This article describes the warfare of the Muisca. The Muisca inhabited the Tenza and Ubaque valleys and the Altiplano Cundiboyacense, the high plateau of the Colombian Eastern Ranges of the Andes in the time before the Spanish conquest. Their society was mainly egalitarian with little difference between the elite class (caciques) and the general people. The Muisca economy was based on agriculture and trading raw materials like cotton, coca, feathers, sea snails and gold with their neighbours. Called "Salt People", they extracted salt from brines in Zipaquirá, Nemocón and Tausa to use for their cuisine and as trading material.
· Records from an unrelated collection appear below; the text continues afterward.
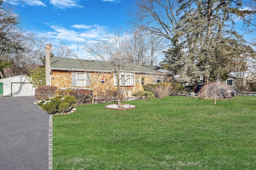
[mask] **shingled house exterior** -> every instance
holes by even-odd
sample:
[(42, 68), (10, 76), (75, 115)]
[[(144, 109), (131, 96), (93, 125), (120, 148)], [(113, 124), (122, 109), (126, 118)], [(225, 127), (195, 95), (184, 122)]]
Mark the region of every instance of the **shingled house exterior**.
[[(116, 78), (108, 62), (50, 57), (50, 45), (46, 47), (46, 84), (58, 88), (92, 90), (95, 97), (116, 90)], [(143, 90), (143, 85), (162, 81), (166, 73), (156, 66), (127, 64), (122, 67), (120, 85), (125, 96)]]

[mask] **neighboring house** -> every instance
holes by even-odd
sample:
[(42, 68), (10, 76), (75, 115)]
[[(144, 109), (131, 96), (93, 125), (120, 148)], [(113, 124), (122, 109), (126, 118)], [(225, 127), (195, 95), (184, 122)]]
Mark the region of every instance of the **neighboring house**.
[[(46, 49), (46, 84), (58, 88), (90, 88), (96, 96), (116, 90), (116, 78), (112, 70), (106, 66), (109, 65), (107, 62), (50, 58), (50, 45)], [(167, 74), (156, 66), (131, 66), (134, 64), (122, 66), (119, 82), (127, 96), (143, 90), (144, 84), (162, 81)]]
[(20, 75), (0, 79), (0, 96), (34, 96), (35, 88), (29, 83), (28, 77)]
[(238, 80), (242, 82), (244, 87), (248, 83), (256, 82), (256, 74), (252, 71), (233, 71), (228, 73), (228, 76), (226, 84), (228, 86), (234, 86)]

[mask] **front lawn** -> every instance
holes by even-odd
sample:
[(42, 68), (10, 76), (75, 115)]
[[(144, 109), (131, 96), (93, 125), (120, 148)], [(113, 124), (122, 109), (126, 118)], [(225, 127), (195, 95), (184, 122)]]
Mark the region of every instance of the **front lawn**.
[(256, 96), (79, 106), (53, 117), (53, 169), (256, 169)]

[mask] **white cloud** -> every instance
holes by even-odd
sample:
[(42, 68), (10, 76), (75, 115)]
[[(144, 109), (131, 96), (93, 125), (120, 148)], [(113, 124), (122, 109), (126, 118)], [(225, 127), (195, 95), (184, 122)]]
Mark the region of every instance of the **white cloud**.
[(80, 29), (89, 29), (92, 27), (92, 25), (71, 25), (71, 27), (74, 28), (78, 28)]
[(50, 3), (60, 9), (68, 8), (83, 8), (75, 0), (50, 0)]
[(120, 2), (120, 0), (100, 0), (103, 2)]
[(4, 2), (15, 5), (27, 5), (30, 6), (46, 6), (45, 4), (38, 0), (6, 0)]

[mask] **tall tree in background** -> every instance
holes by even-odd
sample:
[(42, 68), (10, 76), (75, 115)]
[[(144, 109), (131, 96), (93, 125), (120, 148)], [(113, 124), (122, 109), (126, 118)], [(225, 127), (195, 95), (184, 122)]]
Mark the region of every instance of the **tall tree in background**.
[(129, 62), (141, 65), (156, 64), (157, 57), (166, 45), (162, 37), (143, 29), (136, 29), (132, 34), (129, 43), (131, 50), (134, 52)]
[[(234, 58), (241, 55), (246, 57), (252, 51), (244, 48), (246, 41), (234, 29), (235, 17), (240, 14), (241, 2), (179, 2), (180, 8), (177, 11), (182, 15), (176, 29), (184, 39), (182, 48), (186, 49), (184, 57), (181, 59), (184, 63), (182, 71), (192, 80), (203, 76), (204, 82), (207, 82), (211, 77), (212, 80), (214, 77), (221, 79), (227, 72), (236, 70), (237, 68), (232, 66)], [(243, 11), (244, 14), (251, 12)], [(244, 50), (240, 50), (242, 48)], [(244, 63), (242, 64), (245, 69)]]
[[(13, 66), (14, 62), (12, 56), (22, 49), (20, 43), (22, 31), (18, 25), (18, 16), (7, 4), (3, 4), (3, 1), (0, 0), (0, 59), (2, 63), (8, 63), (8, 66)], [(2, 71), (2, 78), (5, 78), (5, 72)]]
[(236, 17), (254, 12), (241, 10), (246, 4), (243, 2), (175, 2), (141, 0), (136, 4), (137, 10), (130, 15), (135, 27), (169, 40), (170, 47), (162, 64), (173, 74), (196, 82), (200, 77), (204, 82), (213, 77), (220, 79), (227, 72), (238, 68), (234, 67), (234, 59), (254, 57), (253, 51), (234, 29)]

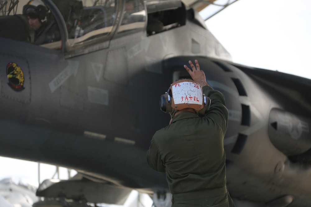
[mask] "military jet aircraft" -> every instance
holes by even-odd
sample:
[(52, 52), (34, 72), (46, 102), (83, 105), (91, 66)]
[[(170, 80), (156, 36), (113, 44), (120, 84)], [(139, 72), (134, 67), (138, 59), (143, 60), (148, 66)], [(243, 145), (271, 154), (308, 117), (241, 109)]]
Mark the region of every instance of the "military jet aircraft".
[(309, 206), (311, 80), (233, 63), (178, 0), (44, 0), (41, 20), (54, 29), (43, 43), (22, 14), (27, 1), (0, 1), (0, 155), (79, 172), (42, 183), (47, 202), (122, 204), (135, 189), (168, 206), (146, 152), (169, 121), (160, 95), (197, 59), (225, 97), (236, 206)]

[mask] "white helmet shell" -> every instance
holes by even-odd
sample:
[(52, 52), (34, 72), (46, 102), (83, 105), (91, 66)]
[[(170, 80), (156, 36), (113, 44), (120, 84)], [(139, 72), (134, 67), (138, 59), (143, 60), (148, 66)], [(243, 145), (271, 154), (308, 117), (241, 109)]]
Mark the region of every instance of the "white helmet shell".
[(190, 79), (182, 79), (171, 85), (172, 107), (177, 110), (191, 108), (199, 110), (203, 107), (202, 87), (197, 82)]

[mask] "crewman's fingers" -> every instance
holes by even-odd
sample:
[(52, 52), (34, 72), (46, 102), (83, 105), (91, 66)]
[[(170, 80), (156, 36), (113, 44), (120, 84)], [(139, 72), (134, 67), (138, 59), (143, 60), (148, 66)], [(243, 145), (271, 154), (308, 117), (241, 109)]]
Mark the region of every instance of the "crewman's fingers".
[(189, 64), (190, 64), (190, 66), (191, 67), (191, 68), (192, 69), (192, 71), (195, 70), (197, 69), (196, 69), (195, 66), (192, 63), (192, 62), (191, 62), (191, 61), (189, 61)]
[(190, 70), (190, 69), (188, 68), (188, 66), (185, 65), (183, 65), (183, 67), (186, 69), (186, 70), (187, 70), (187, 71), (188, 71), (188, 72), (190, 72), (191, 71), (191, 70)]
[(199, 66), (199, 63), (197, 61), (197, 60), (195, 60), (194, 62), (195, 62), (195, 65), (197, 66), (197, 70), (200, 70), (200, 66)]

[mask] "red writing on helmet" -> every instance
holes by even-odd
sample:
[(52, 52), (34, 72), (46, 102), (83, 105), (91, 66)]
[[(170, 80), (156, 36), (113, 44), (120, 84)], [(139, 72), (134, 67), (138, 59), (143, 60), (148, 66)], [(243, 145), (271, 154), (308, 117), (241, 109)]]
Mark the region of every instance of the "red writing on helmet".
[(192, 83), (193, 84), (194, 84), (194, 86), (193, 86), (193, 87), (194, 87), (194, 88), (199, 88), (199, 85), (198, 84), (197, 84), (197, 83)]
[[(184, 97), (183, 96), (181, 97), (181, 101), (183, 101)], [(189, 101), (189, 99), (190, 99), (190, 101), (192, 101), (192, 99), (193, 99), (193, 101), (199, 101), (198, 98), (197, 97), (192, 97), (191, 96), (189, 96), (189, 97), (187, 97), (187, 96), (186, 96), (186, 97), (185, 97), (185, 101)]]

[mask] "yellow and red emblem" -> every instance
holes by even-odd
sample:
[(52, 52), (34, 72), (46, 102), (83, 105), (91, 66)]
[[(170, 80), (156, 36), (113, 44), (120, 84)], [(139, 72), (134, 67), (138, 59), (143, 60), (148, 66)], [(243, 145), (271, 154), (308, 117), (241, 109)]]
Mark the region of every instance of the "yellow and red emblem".
[(7, 65), (7, 74), (9, 85), (16, 91), (24, 90), (24, 73), (21, 68), (15, 63), (9, 63)]

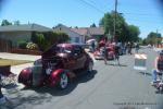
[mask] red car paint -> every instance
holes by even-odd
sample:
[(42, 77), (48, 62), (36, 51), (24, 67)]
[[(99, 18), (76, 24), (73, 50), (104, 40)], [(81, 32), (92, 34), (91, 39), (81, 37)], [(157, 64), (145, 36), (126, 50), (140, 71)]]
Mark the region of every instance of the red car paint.
[[(76, 56), (78, 50), (79, 56)], [(40, 64), (42, 69), (39, 86), (48, 85), (53, 87), (58, 85), (60, 83), (60, 74), (62, 73), (66, 73), (70, 78), (74, 77), (76, 75), (75, 71), (87, 69), (89, 62), (92, 62), (92, 59), (79, 45), (54, 45), (42, 53), (41, 59), (35, 62), (36, 65)], [(47, 74), (48, 71), (50, 72), (49, 74)], [(18, 75), (18, 83), (33, 86), (33, 68), (22, 70)]]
Being mostly traders and farmers, the Muisca also had a structure of combatants, called guecha warriors. Between the northern and southern parts of the Muisca Confederation, battles were fought where the zipa, ruling over the Bogotá savanna in the south and the zaque of Hunza in the north contested for control over terrains. The leaders of the communities fought with their warriors. The main enemy of the Muisca were the Panche people who inhabited the area to the west of the Altiplano in the hills leading to the Magdalena River. Fortifications of guecha warriors, a privileged class in their society, were built in the border region with the Panche. The guecha warriors were armed with blowpipes, spears, clubs, and slings; and defended themselves with long shields and thick multi-layered cotton mantles. Battles in the history of the Muisca are described around Chocontá (~1490) and Pasca around 1470. When the Spanish conquistadors entered the Muisca Confederation in March 1537 after a long, deadly and sterunous expedition from Santa Marta at the Caribbean coast, they found little resistance of the Muisca, except in later battles against the Tundama ruling over the northernmost area around Duitama. The Spanish who already had conquered the Muisca and founded Bogotá, used the guecha warriors to submit the Panche in the Battle of Tocarema on August 20, 1538.